Selanjutnya, Petrus akan menjadi kepala pelayan Kristus, orang yang memiliki kuasa untuk mengikat dan melepaskan dalam nama-Nya. Akan menjadi aneh jika Yesus bersusah payah memberikan otoritas ini kepada Petrus, hanya untuk kemudian berakhir setelah kematian Petrus. Namun pada kenyataannya, ada alasan kuat untuk berpikir bahwa Yesus bermaksud supaya otoritas itu diteruskan kepada para penerusnya:
Karena jabatan kepala pelayan di Israel diduduki oleh garis penerus, maka masuk akal untuk menduga bahwa otoritas Petrus juga ditujukan untuk para penerusnya. Faktanya, Yesaya 22:22 adalah sebuah nas yang berfokus pada suksesi jabatan dari satu pelayan kerajaan ke pelayan kerajaan berikutnya. (Mitch dan Sri, hal. 209).
Keutamaan Petrus
Para kritikus dari kalangan Protestan terhadap Gereja terkadang akan mengajukan keberatan bahwa orang-orang Katolik membangun seluruh teologi kepausan mereka atas dasar satu ayat Injil, yaitu ayat yang baru saja kita bahas dari Matius 16. Akan tetapi, keberatan ini tidak tepat, karena Perjanjian Baru berulang kali menyoroti cara-cara di mana Petrus memang memiliki kedudukan kehormatan dan otoritas yang istimewa di antara kedua belas rasul. Kita dapat menemukan bukti-bukti tentang hal ini di seluruh Injil:
- Matius 10:2: Petrus digambarkan sebagai “yang pertama” (prōtos dalam bahasa Yunani) di antara kedua belas rasul.

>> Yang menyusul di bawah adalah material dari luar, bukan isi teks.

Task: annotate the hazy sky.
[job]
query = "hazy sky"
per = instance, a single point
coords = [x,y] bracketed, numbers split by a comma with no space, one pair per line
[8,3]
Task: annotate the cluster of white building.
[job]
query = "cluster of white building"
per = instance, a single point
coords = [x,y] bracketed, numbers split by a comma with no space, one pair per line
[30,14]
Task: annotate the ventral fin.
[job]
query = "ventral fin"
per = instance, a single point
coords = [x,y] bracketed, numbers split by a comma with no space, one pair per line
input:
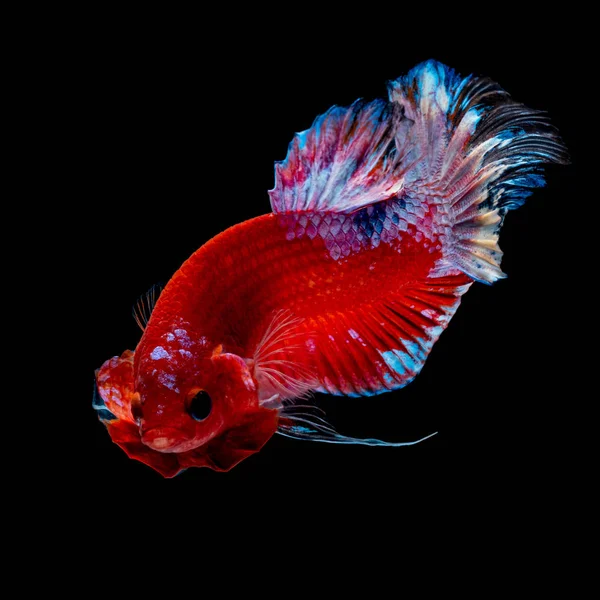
[308,422]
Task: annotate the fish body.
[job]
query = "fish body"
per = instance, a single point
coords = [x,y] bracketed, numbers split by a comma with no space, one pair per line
[384,213]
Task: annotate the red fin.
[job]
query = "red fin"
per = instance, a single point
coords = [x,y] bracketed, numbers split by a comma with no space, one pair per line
[278,375]
[383,346]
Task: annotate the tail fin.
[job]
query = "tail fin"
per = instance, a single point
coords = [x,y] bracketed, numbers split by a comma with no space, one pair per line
[474,150]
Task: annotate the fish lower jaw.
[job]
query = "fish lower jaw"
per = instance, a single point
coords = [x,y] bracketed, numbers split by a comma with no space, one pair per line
[168,440]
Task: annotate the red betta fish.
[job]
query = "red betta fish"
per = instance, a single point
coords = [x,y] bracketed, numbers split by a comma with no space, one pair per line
[384,213]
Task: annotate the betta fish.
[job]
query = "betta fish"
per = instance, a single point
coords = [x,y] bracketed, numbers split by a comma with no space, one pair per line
[383,215]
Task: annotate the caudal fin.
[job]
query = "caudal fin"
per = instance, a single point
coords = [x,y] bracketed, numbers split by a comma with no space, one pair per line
[476,152]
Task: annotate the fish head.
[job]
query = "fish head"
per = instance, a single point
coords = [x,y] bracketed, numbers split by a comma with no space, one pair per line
[183,410]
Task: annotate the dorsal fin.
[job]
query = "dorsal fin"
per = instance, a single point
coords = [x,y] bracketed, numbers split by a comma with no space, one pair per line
[142,309]
[346,160]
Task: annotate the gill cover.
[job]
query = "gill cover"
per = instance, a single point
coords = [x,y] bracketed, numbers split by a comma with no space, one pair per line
[247,425]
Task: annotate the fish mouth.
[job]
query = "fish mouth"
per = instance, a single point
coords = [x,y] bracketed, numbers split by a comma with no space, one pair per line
[167,439]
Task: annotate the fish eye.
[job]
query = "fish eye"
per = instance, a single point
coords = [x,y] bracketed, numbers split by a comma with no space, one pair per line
[200,406]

- Matius 14:22-33: Petrus saja yang diberi kemampuan yang ajaib untuk berjalan di atas air, dan dia diangkat oleh Yesus ketika dia mulai tenggelam.

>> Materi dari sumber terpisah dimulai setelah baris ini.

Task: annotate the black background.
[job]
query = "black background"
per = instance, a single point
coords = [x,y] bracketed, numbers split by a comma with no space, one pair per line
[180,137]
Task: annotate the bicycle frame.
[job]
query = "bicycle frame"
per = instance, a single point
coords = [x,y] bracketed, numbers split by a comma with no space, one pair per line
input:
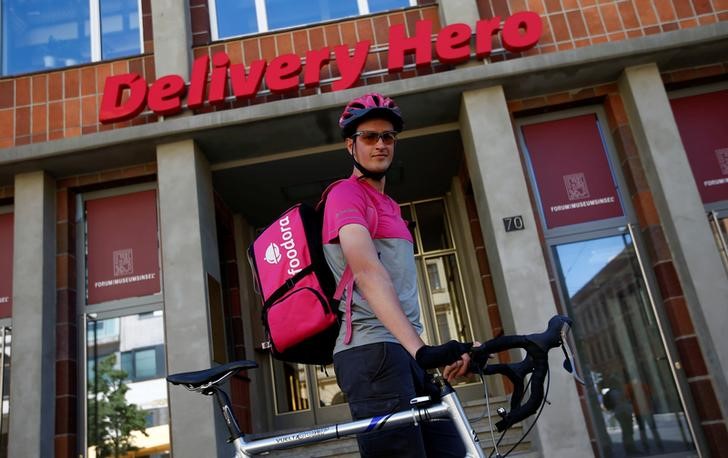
[448,406]
[537,347]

- Matius 17:24-27: Hanya Petrus yang didatangi oleh aparat ketika mereka ingin mengetahui apakah Yesus membayar pajak Bait Allah.
- Markus 16:7: Setelah Kebangkitan, seorang malaikat memilih Petrus ketika dia mengatakan kepada para perempuan demikian, “Sekarang pergilah, katakanlah kepada murid-murid-Nya dan kepada Petrus: Ia mendahului kamu ke Galilea.”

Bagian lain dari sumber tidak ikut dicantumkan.